Patients and Methods: Between 2003 and 2006, 399 patients visited our Wound Care Center and 205 (51.4%) of them had ischemic foot ulcers, of whom 44 underwent vascular surgeries. Their average age was 71.4–year–old, 30 (68.2%) of them had diabetes mellitus, and 18 (40.9%) of them had chronic renal failure on hemodialysis. Their vascular surgeries counted of endoarterectomy of the common femoral artery in 1, above–knee femoro–popliteal bypass in 12, below–knee femoro–popliteal bypass in 12, and tibio–peroneal bypass in 19. In addition, five patients underwent suprainguinal bypass surgeries and 9 patients underwent percutaneous peripheral interventions to increase inflow. The local blood flow of their ischemic limbs was assessed by skin perfusion pressure (SPP) before and after vascular surgeries.

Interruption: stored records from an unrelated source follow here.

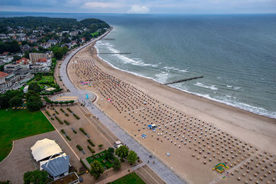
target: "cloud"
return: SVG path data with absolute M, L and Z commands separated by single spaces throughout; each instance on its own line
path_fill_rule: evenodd
M 86 2 L 85 3 L 83 8 L 118 8 L 121 6 L 118 3 L 103 3 L 103 2 Z
M 146 6 L 133 5 L 128 13 L 148 13 L 150 9 Z

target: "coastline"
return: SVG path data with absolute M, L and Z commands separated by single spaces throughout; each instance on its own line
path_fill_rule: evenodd
M 110 32 L 111 32 L 111 31 L 110 31 Z M 108 35 L 108 34 L 109 34 L 109 33 L 108 33 L 107 35 Z M 106 35 L 106 36 L 107 36 L 107 35 Z M 148 79 L 150 79 L 150 80 L 152 80 L 152 81 L 155 81 L 155 82 L 157 82 L 157 83 L 159 83 L 159 84 L 161 84 L 161 85 L 163 85 L 163 84 L 161 83 L 159 81 L 158 81 L 157 80 L 156 80 L 156 79 L 153 79 L 153 78 L 152 78 L 152 77 L 148 77 L 148 76 L 142 76 L 142 75 L 139 74 L 137 74 L 137 73 L 132 72 L 130 72 L 130 71 L 127 71 L 127 70 L 125 70 L 119 68 L 117 68 L 117 67 L 113 65 L 112 65 L 112 63 L 110 63 L 109 61 L 105 60 L 104 59 L 103 59 L 102 57 L 101 57 L 99 56 L 99 50 L 98 50 L 97 46 L 96 45 L 97 45 L 97 42 L 96 42 L 95 44 L 94 44 L 94 48 L 95 48 L 95 49 L 97 50 L 97 52 L 98 53 L 98 54 L 97 54 L 97 57 L 98 57 L 100 59 L 101 59 L 102 61 L 103 61 L 104 62 L 106 62 L 108 65 L 110 65 L 111 67 L 112 67 L 112 68 L 115 68 L 115 69 L 117 69 L 117 70 L 119 70 L 119 71 L 124 72 L 127 72 L 127 73 L 133 74 L 133 75 L 137 76 L 139 76 L 139 77 Z M 217 103 L 222 103 L 222 104 L 224 104 L 224 105 L 229 105 L 229 106 L 231 106 L 231 107 L 233 107 L 233 108 L 237 108 L 237 109 L 239 109 L 239 110 L 244 110 L 244 111 L 246 111 L 246 112 L 251 112 L 251 113 L 253 113 L 253 114 L 257 114 L 257 115 L 261 115 L 261 116 L 266 116 L 266 117 L 268 117 L 268 118 L 270 118 L 270 119 L 274 119 L 276 120 L 276 115 L 275 115 L 275 116 L 273 116 L 273 114 L 270 114 L 264 113 L 264 112 L 257 112 L 257 111 L 256 111 L 256 110 L 252 110 L 252 108 L 247 108 L 247 109 L 246 109 L 246 108 L 242 108 L 242 107 L 241 107 L 241 106 L 239 106 L 238 105 L 236 105 L 236 104 L 234 104 L 234 103 L 230 103 L 230 102 L 224 101 L 219 100 L 219 99 L 213 99 L 213 98 L 211 98 L 211 97 L 208 97 L 208 96 L 206 96 L 206 95 L 204 95 L 204 94 L 198 94 L 198 93 L 195 93 L 195 92 L 189 92 L 189 91 L 185 90 L 184 90 L 184 89 L 177 88 L 177 87 L 174 87 L 174 86 L 171 86 L 171 85 L 168 85 L 168 86 L 170 86 L 170 87 L 172 88 L 175 88 L 175 89 L 179 90 L 180 90 L 180 91 L 181 91 L 181 92 L 185 92 L 185 93 L 188 93 L 188 94 L 190 94 L 195 95 L 195 96 L 199 96 L 199 97 L 201 97 L 201 98 L 204 98 L 204 99 L 208 99 L 208 100 L 210 100 L 210 101 L 215 101 L 215 102 L 217 102 Z M 250 105 L 248 105 L 248 104 L 245 104 L 245 105 L 248 105 L 248 106 L 251 106 Z M 251 108 L 257 108 L 257 108 L 262 108 L 256 107 L 256 106 L 251 106 Z M 275 121 L 275 122 L 276 122 L 276 121 Z
M 168 85 L 161 85 L 151 79 L 122 71 L 102 59 L 99 56 L 95 44 L 91 45 L 93 47 L 92 57 L 95 63 L 103 71 L 131 83 L 145 93 L 170 105 L 175 106 L 177 109 L 181 109 L 181 111 L 185 112 L 188 115 L 196 115 L 197 117 L 207 122 L 212 122 L 221 127 L 222 130 L 227 130 L 231 134 L 256 145 L 262 150 L 276 154 L 276 143 L 271 144 L 276 139 L 275 119 L 255 114 Z M 156 91 L 162 91 L 162 92 L 156 92 Z M 170 97 L 170 94 L 174 97 Z M 180 101 L 183 103 L 179 103 Z M 244 136 L 244 134 L 248 134 Z
M 276 132 L 276 123 L 275 119 L 186 93 L 170 86 L 161 85 L 151 79 L 117 70 L 97 56 L 94 45 L 95 43 L 80 50 L 79 54 L 76 54 L 75 58 L 72 59 L 72 61 L 77 60 L 79 61 L 79 62 L 77 63 L 70 62 L 68 64 L 68 74 L 70 76 L 70 78 L 72 83 L 77 88 L 97 94 L 99 99 L 98 101 L 95 102 L 97 108 L 104 112 L 109 118 L 116 122 L 126 132 L 135 138 L 137 142 L 149 149 L 159 160 L 166 165 L 173 167 L 173 170 L 176 171 L 177 173 L 179 173 L 178 175 L 184 176 L 188 181 L 199 181 L 196 183 L 206 183 L 207 181 L 210 182 L 213 178 L 219 176 L 215 172 L 212 172 L 208 170 L 206 170 L 206 168 L 204 169 L 204 167 L 202 167 L 202 165 L 200 164 L 202 164 L 201 162 L 192 161 L 193 150 L 188 150 L 185 147 L 183 148 L 184 150 L 182 148 L 175 150 L 175 145 L 167 141 L 157 144 L 156 138 L 153 136 L 152 138 L 151 136 L 150 138 L 148 137 L 146 140 L 141 139 L 139 136 L 136 136 L 136 135 L 141 134 L 139 132 L 139 130 L 137 131 L 136 125 L 130 123 L 130 119 L 128 121 L 126 119 L 126 116 L 124 116 L 125 118 L 123 117 L 124 114 L 128 114 L 128 113 L 130 114 L 130 111 L 128 112 L 125 111 L 122 114 L 119 114 L 110 103 L 103 100 L 106 96 L 104 97 L 99 93 L 99 89 L 105 86 L 104 79 L 103 79 L 103 81 L 101 79 L 97 79 L 98 81 L 93 80 L 92 88 L 88 85 L 81 85 L 79 83 L 79 80 L 89 80 L 89 74 L 86 73 L 83 77 L 77 76 L 75 70 L 77 68 L 79 69 L 81 65 L 84 66 L 83 68 L 84 70 L 83 71 L 87 72 L 85 72 L 87 67 L 95 68 L 96 66 L 97 68 L 101 70 L 101 73 L 103 72 L 101 74 L 103 74 L 103 75 L 104 74 L 108 74 L 108 75 L 115 77 L 122 82 L 130 84 L 135 88 L 141 90 L 142 94 L 148 95 L 155 100 L 158 99 L 158 103 L 165 103 L 171 108 L 175 108 L 176 110 L 184 112 L 184 114 L 188 117 L 195 116 L 197 119 L 205 121 L 205 122 L 209 122 L 213 125 L 219 128 L 221 131 L 226 131 L 227 135 L 230 134 L 231 138 L 234 136 L 241 139 L 241 140 L 243 141 L 245 141 L 246 143 L 252 144 L 253 147 L 257 147 L 256 150 L 259 148 L 260 151 L 262 150 L 262 152 L 268 151 L 270 153 L 276 153 L 276 143 L 274 141 L 276 139 L 275 134 Z M 95 85 L 95 87 L 94 85 Z M 129 99 L 124 97 L 120 97 L 119 99 L 123 101 L 129 101 Z M 141 108 L 138 108 L 135 111 L 139 110 L 141 111 Z M 143 130 L 142 132 L 146 132 L 145 134 L 148 135 L 150 134 L 150 132 L 146 130 Z M 153 136 L 153 134 L 152 135 Z M 192 148 L 193 147 L 190 147 Z M 251 145 L 250 147 L 252 147 Z M 255 148 L 248 149 L 250 150 L 250 149 Z M 170 151 L 172 156 L 168 157 L 166 156 L 166 153 L 168 151 Z M 252 152 L 253 152 L 253 150 Z M 172 155 L 174 156 L 172 156 Z M 235 159 L 239 159 L 239 156 Z M 206 165 L 209 167 L 208 168 L 212 166 L 210 164 L 212 165 L 210 163 Z M 184 167 L 183 165 L 186 165 L 186 167 Z M 193 173 L 192 170 L 189 170 L 189 167 L 195 167 L 197 172 Z M 172 170 L 172 167 L 171 170 Z M 197 174 L 199 173 L 206 176 L 206 181 L 204 181 L 202 177 L 198 178 Z

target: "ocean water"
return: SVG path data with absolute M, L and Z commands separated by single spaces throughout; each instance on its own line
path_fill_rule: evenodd
M 172 88 L 276 118 L 276 14 L 0 12 L 0 17 L 95 17 L 115 28 L 97 43 L 114 67 Z

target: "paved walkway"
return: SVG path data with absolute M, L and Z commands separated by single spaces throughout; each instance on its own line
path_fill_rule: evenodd
M 103 34 L 104 36 L 104 34 Z M 78 51 L 82 48 L 88 46 L 93 42 L 99 40 L 100 38 L 95 39 L 74 50 L 71 52 L 63 61 L 60 68 L 60 75 L 64 85 L 70 91 L 70 94 L 72 96 L 77 96 L 79 101 L 85 102 L 86 108 L 91 112 L 95 116 L 99 118 L 101 122 L 111 131 L 118 139 L 119 139 L 124 144 L 127 145 L 131 150 L 137 153 L 140 159 L 144 163 L 146 163 L 149 160 L 149 156 L 152 154 L 149 152 L 145 147 L 138 143 L 134 139 L 128 135 L 124 130 L 122 130 L 116 123 L 110 119 L 104 112 L 99 110 L 96 106 L 90 102 L 94 98 L 92 92 L 84 91 L 76 88 L 76 87 L 71 83 L 69 79 L 66 68 L 70 59 Z M 88 94 L 89 99 L 86 99 L 86 94 Z M 166 183 L 186 183 L 187 181 L 184 178 L 179 178 L 176 176 L 172 171 L 166 167 L 157 159 L 151 158 L 148 166 L 155 171 Z M 155 163 L 152 163 L 155 161 Z

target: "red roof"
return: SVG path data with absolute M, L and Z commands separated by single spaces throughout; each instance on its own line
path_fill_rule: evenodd
M 8 76 L 9 74 L 3 72 L 0 72 L 0 77 L 6 77 Z
M 47 59 L 46 59 L 45 57 L 43 57 L 43 58 L 40 58 L 40 59 L 39 59 L 37 60 L 37 62 L 39 62 L 39 63 L 46 63 L 46 62 L 47 62 Z
M 19 64 L 20 63 L 23 63 L 24 65 L 27 65 L 28 63 L 28 59 L 26 58 L 21 58 L 19 60 L 17 61 L 17 63 Z

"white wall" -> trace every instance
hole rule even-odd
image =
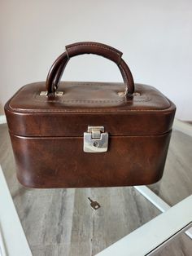
[[[192,120],[192,1],[2,0],[2,105],[21,86],[43,81],[64,46],[97,41],[124,52],[137,82],[157,87]],[[63,80],[121,81],[103,58],[71,60]]]

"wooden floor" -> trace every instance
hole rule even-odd
[[[170,205],[192,194],[191,152],[192,139],[173,131],[164,178],[150,186]],[[133,188],[24,188],[15,178],[7,125],[0,126],[0,163],[34,256],[95,255],[160,214]],[[94,210],[88,197],[101,208]],[[191,255],[181,243],[181,254],[169,255]]]

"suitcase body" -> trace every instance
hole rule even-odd
[[[124,83],[59,82],[68,60],[85,53],[116,63]],[[154,87],[134,84],[121,55],[94,42],[67,46],[46,82],[24,86],[7,103],[23,185],[132,186],[162,177],[176,107]]]

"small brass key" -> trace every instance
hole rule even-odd
[[[94,208],[94,210],[98,210],[101,207],[101,205],[96,201],[90,199],[90,197],[88,197],[88,199],[90,201],[90,206]]]

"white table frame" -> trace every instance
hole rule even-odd
[[[0,116],[0,124],[5,123]],[[190,126],[177,120],[174,128],[192,136]],[[135,186],[162,214],[107,247],[98,256],[143,256],[192,222],[192,196],[170,207],[146,186]],[[185,232],[192,239],[192,228]],[[0,256],[32,256],[0,166]]]

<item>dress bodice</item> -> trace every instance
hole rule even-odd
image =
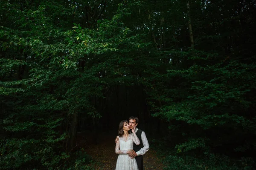
[[[124,137],[119,138],[119,141],[116,145],[116,153],[118,154],[126,154],[128,150],[133,149],[133,143],[140,144],[140,140],[136,134],[129,134],[127,138]]]

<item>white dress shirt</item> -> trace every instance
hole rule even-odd
[[[135,128],[135,133],[137,132],[138,130],[138,128]],[[144,146],[144,147],[141,148],[140,150],[136,152],[136,153],[138,156],[145,154],[145,153],[149,149],[148,141],[148,139],[146,137],[146,134],[144,131],[142,131],[142,133],[141,133],[141,140],[142,140],[142,143]]]

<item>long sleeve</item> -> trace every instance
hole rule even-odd
[[[120,142],[117,141],[116,144],[116,153],[117,154],[127,154],[127,150],[120,150]]]
[[[140,144],[140,139],[138,138],[138,136],[136,135],[135,133],[133,133],[133,135],[132,136],[132,141],[136,144],[137,145],[139,145]]]
[[[149,150],[148,141],[146,137],[146,134],[144,132],[142,132],[142,133],[141,133],[141,139],[142,140],[142,143],[143,144],[144,147],[141,148],[140,150],[136,152],[138,156],[145,154],[145,153]]]

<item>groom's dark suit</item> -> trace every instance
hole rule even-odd
[[[140,129],[138,129],[138,130],[137,130],[137,132],[136,132],[136,135],[138,137],[138,138],[139,138],[139,139],[140,139],[140,143],[139,145],[137,145],[134,143],[134,150],[136,152],[138,152],[140,150],[141,148],[144,147],[142,139],[141,139],[141,133],[143,132],[143,131]],[[142,157],[142,155],[136,156],[135,157],[135,159],[136,159],[136,162],[137,162],[137,164],[138,165],[138,167],[139,167],[139,170],[143,170],[143,157]]]

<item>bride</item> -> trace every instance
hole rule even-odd
[[[116,161],[116,170],[137,170],[138,166],[135,159],[131,158],[129,155],[132,153],[133,142],[140,144],[140,140],[134,132],[129,134],[130,126],[127,121],[122,121],[119,124],[118,135],[119,140],[116,144],[116,153],[119,154]]]

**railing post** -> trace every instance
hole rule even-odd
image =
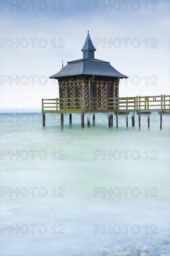
[[[65,113],[65,98],[64,99],[64,111]]]
[[[165,111],[165,106],[166,106],[166,101],[165,101],[165,94],[163,94],[163,111]]]
[[[44,99],[42,99],[42,111],[44,111]]]
[[[136,98],[134,99],[134,110],[136,110]]]
[[[118,110],[119,110],[119,97],[118,97]]]
[[[140,96],[139,96],[139,111],[140,112]]]
[[[163,111],[163,95],[161,95],[161,111]]]

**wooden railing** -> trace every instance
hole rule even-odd
[[[166,112],[170,109],[169,95],[42,99],[42,113]]]

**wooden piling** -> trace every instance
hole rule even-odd
[[[162,115],[160,114],[160,128],[162,130]]]
[[[138,115],[138,117],[139,119],[139,128],[140,128],[140,115],[139,114]]]
[[[113,115],[111,115],[111,126],[113,127]]]
[[[108,125],[109,125],[109,128],[111,128],[111,115],[109,115],[108,117]]]
[[[84,113],[81,113],[81,128],[85,128],[85,114]]]
[[[150,127],[150,116],[149,115],[148,115],[148,128]]]
[[[42,122],[43,127],[45,127],[46,126],[46,115],[44,113],[42,113]]]
[[[87,127],[90,127],[90,116],[87,116]]]
[[[63,126],[64,125],[64,114],[61,113],[61,125]]]
[[[93,115],[93,126],[95,126],[95,114]]]
[[[69,124],[72,124],[72,114],[69,114]]]
[[[132,126],[135,126],[135,113],[133,113],[131,115]]]
[[[118,128],[118,115],[117,114],[116,115],[116,128]]]

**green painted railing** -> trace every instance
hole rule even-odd
[[[170,95],[42,99],[42,113],[168,112]]]

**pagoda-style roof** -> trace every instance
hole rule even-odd
[[[96,49],[92,44],[89,32],[81,51],[83,52],[83,59],[68,62],[68,64],[62,67],[60,71],[50,76],[50,78],[80,74],[128,78],[115,69],[110,65],[110,62],[94,58]]]

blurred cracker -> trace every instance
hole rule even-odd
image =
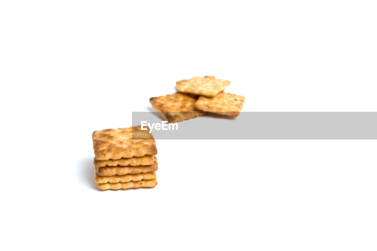
[[[178,81],[176,84],[177,90],[180,92],[214,97],[230,84],[230,82],[216,79],[213,76],[206,76]]]
[[[151,98],[149,102],[164,120],[175,123],[203,115],[205,113],[194,108],[196,99],[188,94],[175,93]]]
[[[244,102],[245,97],[222,92],[213,98],[200,96],[195,107],[205,112],[235,116],[239,115]]]

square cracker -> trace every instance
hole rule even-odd
[[[186,93],[177,93],[151,98],[149,102],[169,123],[189,119],[205,113],[194,108],[196,99]]]
[[[140,181],[142,180],[156,179],[156,172],[149,172],[145,173],[127,174],[124,175],[112,175],[112,176],[100,176],[97,173],[97,168],[94,168],[95,181],[96,183],[125,183],[130,181]]]
[[[98,167],[97,173],[100,176],[111,176],[112,175],[124,175],[124,174],[137,173],[145,173],[156,171],[158,169],[157,158],[155,158],[155,162],[149,165],[129,165],[122,167]]]
[[[206,112],[238,116],[244,102],[245,97],[221,92],[213,98],[200,96],[195,107]]]
[[[107,159],[99,161],[95,158],[93,161],[95,167],[115,167],[117,165],[148,165],[155,162],[154,155],[145,155],[143,157],[133,157],[132,158],[122,158],[119,159]]]
[[[118,182],[117,183],[104,183],[97,184],[98,188],[101,190],[106,189],[127,189],[129,188],[137,187],[153,187],[157,185],[157,180],[149,179],[140,181],[130,181],[125,183]]]
[[[230,84],[230,82],[216,79],[213,76],[206,76],[203,78],[194,77],[181,80],[176,84],[177,90],[180,92],[214,97]]]
[[[156,155],[156,142],[149,132],[149,128],[142,130],[140,126],[96,131],[92,135],[95,158],[106,160]]]

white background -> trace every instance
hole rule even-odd
[[[375,1],[136,2],[0,4],[2,247],[376,250],[376,141],[158,140],[157,187],[101,191],[91,139],[195,76],[377,111]]]

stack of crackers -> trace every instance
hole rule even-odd
[[[169,123],[196,118],[205,112],[238,116],[245,97],[224,92],[230,84],[229,81],[216,79],[213,76],[195,77],[177,82],[179,92],[151,98],[149,102]]]
[[[139,126],[93,133],[95,181],[98,188],[125,189],[157,185],[157,149],[147,129],[141,130]]]

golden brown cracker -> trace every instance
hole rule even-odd
[[[115,167],[117,165],[153,165],[155,162],[154,155],[145,155],[143,157],[133,157],[132,158],[122,158],[119,159],[107,159],[99,161],[95,158],[93,161],[94,166]]]
[[[104,167],[97,168],[97,173],[100,176],[124,175],[128,174],[135,174],[146,173],[156,171],[158,169],[157,158],[155,158],[155,162],[149,165],[129,165],[122,167]]]
[[[98,188],[101,190],[106,189],[127,189],[129,188],[136,188],[138,187],[153,187],[157,185],[157,180],[150,179],[140,181],[130,181],[125,183],[118,182],[117,183],[104,183],[97,184]]]
[[[216,79],[213,76],[206,76],[181,80],[176,84],[177,90],[180,92],[214,97],[230,84],[230,82]]]
[[[156,155],[156,142],[146,127],[146,130],[142,130],[138,126],[94,132],[92,137],[96,159],[119,159]]]
[[[205,113],[194,108],[196,99],[186,93],[177,93],[151,98],[149,102],[169,123],[189,119]]]
[[[213,98],[203,96],[199,97],[195,107],[206,112],[238,116],[244,102],[245,97],[222,92]]]
[[[96,183],[122,183],[130,181],[139,181],[142,180],[156,179],[156,172],[149,172],[145,173],[137,174],[128,174],[124,175],[112,175],[111,176],[100,176],[97,173],[97,168],[94,168],[95,181]]]

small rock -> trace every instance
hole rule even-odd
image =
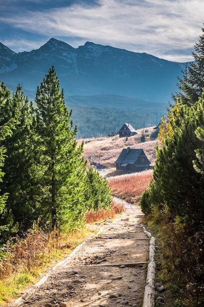
[[[118,300],[117,300],[116,301],[116,304],[118,304],[119,303],[120,303],[121,302],[124,302],[124,299],[119,299]]]
[[[78,273],[75,271],[70,271],[70,272],[68,272],[68,276],[72,276],[72,275],[76,275],[76,274],[78,274]]]
[[[112,281],[116,281],[117,280],[122,279],[122,276],[115,276],[115,277],[112,277]]]
[[[164,286],[160,283],[156,283],[155,289],[159,292],[163,292],[166,290]]]
[[[158,297],[157,298],[156,300],[159,301],[161,303],[164,303],[164,301],[163,300],[161,296],[158,296]]]
[[[128,304],[128,302],[127,301],[122,301],[120,303],[121,305],[127,305]]]
[[[109,298],[110,299],[115,299],[116,297],[117,297],[114,294],[110,294],[109,296]]]

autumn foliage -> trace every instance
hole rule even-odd
[[[110,177],[109,182],[114,196],[136,204],[152,178],[152,170]]]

Results: There was no intraoperative death. Two–year primary and secondary patency rates were both 100% in above–knee femoro–popliteal bypass, both 91.7% in below–knee femoro–popliteal bypass, and 57.9% and 68.4% in tibio–peroneal bypass. The value of SPP significantly elevated from 21.1 ± 10.8 mmHg to 60.4 ± 26.1 mmHg (p < 0.01), and the limb salvage rate was 85.4%. Thirteen of them died in the early postoperative or follow–up period, and 1– and 3–year survival rates were 75.0% and 53.0%.
Conclusion: Bypass patency and limb salvage rate in this series were satisfactory, but not the survival rate. SPP is a reliable diagnostic tool to assess the local blood flow before and after vascular surgery for critical limb ischemia, and favorable wound healing can be expected when the SPP is over 40 mmHg.